Aquele gesto fatal decerto melhor seria se mantido omisso, não fosse a indelicadeza gratuita em declarar, por intermédio de gerados, certas conquistas pessoais post mortem. Devido ao desejo de ambas as partes em manter supostas afinidades, parece-me custoso expor à luz da pena a semente do desconforto — embebido em conveniências. Faz-se necessária a ressalva de que nada tenho contra o intermediador de tal notícia, o qual, ademais, parece-me gente de bem. Dessa forma, proponho-me a discorrer de tal modo que eu mesma possa digerir a causa de tal rodeio memorialístico.

Ao que me lembro, não haviam outros barcos naquela baía rodeada de gelo. Não posso afirmar com absoluta certeza — posto que já são corridos 10 anos desde a data mencionada — mas era um desses lugares que sentem o odor humano poucas vezes num século. A nervosa voz do nosso comandante não deixava dúvida de que aquela era a última chance “Se querem mesmo deixar um tesouro, que o façam antes da partida nos motores”

Mentindo estaria ao afirmar que me lembro do conteúdo do bem, afinal de contas, fizemos o tesouro às pressas, mas me é cristalino que foi, dentro do possível, criteriosa a seleção dos ícones do sacrifício e da alegria de estar lá.

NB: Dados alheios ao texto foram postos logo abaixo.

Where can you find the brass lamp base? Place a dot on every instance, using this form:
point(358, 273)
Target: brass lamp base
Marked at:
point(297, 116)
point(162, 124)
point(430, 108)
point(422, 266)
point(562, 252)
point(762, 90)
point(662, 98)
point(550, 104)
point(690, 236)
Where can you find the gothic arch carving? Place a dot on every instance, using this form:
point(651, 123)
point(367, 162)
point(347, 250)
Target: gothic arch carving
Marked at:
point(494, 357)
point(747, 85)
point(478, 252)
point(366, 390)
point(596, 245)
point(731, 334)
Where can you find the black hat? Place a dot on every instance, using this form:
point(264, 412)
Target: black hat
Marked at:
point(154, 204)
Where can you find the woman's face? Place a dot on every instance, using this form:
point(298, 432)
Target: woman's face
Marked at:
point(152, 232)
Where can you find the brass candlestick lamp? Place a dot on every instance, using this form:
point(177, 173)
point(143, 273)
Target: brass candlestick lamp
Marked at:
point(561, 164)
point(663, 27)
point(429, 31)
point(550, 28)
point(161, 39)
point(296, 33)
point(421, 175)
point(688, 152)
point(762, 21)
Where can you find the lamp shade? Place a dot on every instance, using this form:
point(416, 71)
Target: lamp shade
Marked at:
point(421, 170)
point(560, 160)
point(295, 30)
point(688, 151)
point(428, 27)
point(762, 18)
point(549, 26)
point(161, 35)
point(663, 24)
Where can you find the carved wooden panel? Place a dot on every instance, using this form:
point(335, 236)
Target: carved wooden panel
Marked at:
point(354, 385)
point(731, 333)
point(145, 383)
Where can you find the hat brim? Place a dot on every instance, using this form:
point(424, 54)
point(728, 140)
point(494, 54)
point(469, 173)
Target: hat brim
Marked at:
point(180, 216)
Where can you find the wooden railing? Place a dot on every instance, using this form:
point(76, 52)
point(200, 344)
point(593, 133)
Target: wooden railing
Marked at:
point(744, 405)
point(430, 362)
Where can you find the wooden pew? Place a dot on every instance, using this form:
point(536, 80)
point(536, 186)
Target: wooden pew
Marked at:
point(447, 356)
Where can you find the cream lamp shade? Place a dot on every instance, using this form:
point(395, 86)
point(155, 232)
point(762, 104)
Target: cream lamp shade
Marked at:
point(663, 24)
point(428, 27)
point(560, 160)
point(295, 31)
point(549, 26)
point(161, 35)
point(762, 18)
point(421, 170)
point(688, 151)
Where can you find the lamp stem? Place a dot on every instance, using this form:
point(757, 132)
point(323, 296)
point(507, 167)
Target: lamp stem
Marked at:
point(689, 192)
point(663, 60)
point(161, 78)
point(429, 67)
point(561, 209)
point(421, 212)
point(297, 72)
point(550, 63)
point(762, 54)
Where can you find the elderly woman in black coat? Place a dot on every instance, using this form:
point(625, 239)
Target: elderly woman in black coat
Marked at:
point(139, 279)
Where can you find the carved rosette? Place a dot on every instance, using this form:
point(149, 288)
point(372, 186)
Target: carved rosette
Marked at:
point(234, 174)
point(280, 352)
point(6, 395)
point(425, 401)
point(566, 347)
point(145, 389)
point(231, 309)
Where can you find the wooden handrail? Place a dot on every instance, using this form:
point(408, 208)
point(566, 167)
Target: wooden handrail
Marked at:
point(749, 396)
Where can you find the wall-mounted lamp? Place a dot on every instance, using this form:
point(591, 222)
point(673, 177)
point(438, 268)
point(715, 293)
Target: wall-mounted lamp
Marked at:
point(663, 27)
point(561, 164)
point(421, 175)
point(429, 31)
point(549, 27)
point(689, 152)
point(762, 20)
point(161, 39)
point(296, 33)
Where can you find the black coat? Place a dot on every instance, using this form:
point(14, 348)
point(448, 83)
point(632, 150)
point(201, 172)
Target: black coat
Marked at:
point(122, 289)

Algo como urso de pelúcia, fotos, rolo de filme não revelado, um dente caído na viagem, algum dinheiro e whisky, depositados com desenho e bilhete dentro da caixa pelican neon.

A escolha do lugar foi pensada para não dar margem aos esforços da natureza subtraírem nossa coleção. Checamos a inclinação do solo, a chance de neve, a incidência solar e abandonamos, no ponto escolhido, a caixa laranja e a dúvida sobre jamais voltar pra resgatá-la.

E, de fato, voltamos três anos depois junto à ambição de encontrar nosso bem. A marcação de GPS, a identificação dos marcos de referência e os três dias de tentativa não foram o suficiente para o sucesso da operação de busca. “Devemos dar por encerrada a procura. Não adianta.” As três meninas — já não mais tão meninas — não criam nos pais; de certa forma estava ali o rastro de quando executar esse tipo de ideia tosca ainda fazia sentido.

Era a viagem do achamento, que nunca ocorreu. E por anos frustrou-as o não encontro, ainda não sabiam, desencontro. Até uma tarde de sol em algum lugar como Ilhabela, onde veleiros voam trazendo notícias inesperadas. Mas não foi no mar, não, foi numa rua asfaltada qualquer que um homem cruzou com uma das meninas e disse:

— Meu pai, falecido, encontrou seu tesouro!

Como quem vê cair do céu um piano, a menina pos-se a pensar se o problema era ela ou o mundo. Era o mundo, que prosseguiu.

— Ah, ele não entendeu a caixa e jogou as coisas fora. Tirando o dinheiro… e a garrafa de whisky.

O valor de um tesouro não está no preço das coisas, mas na história que se atribui a ele.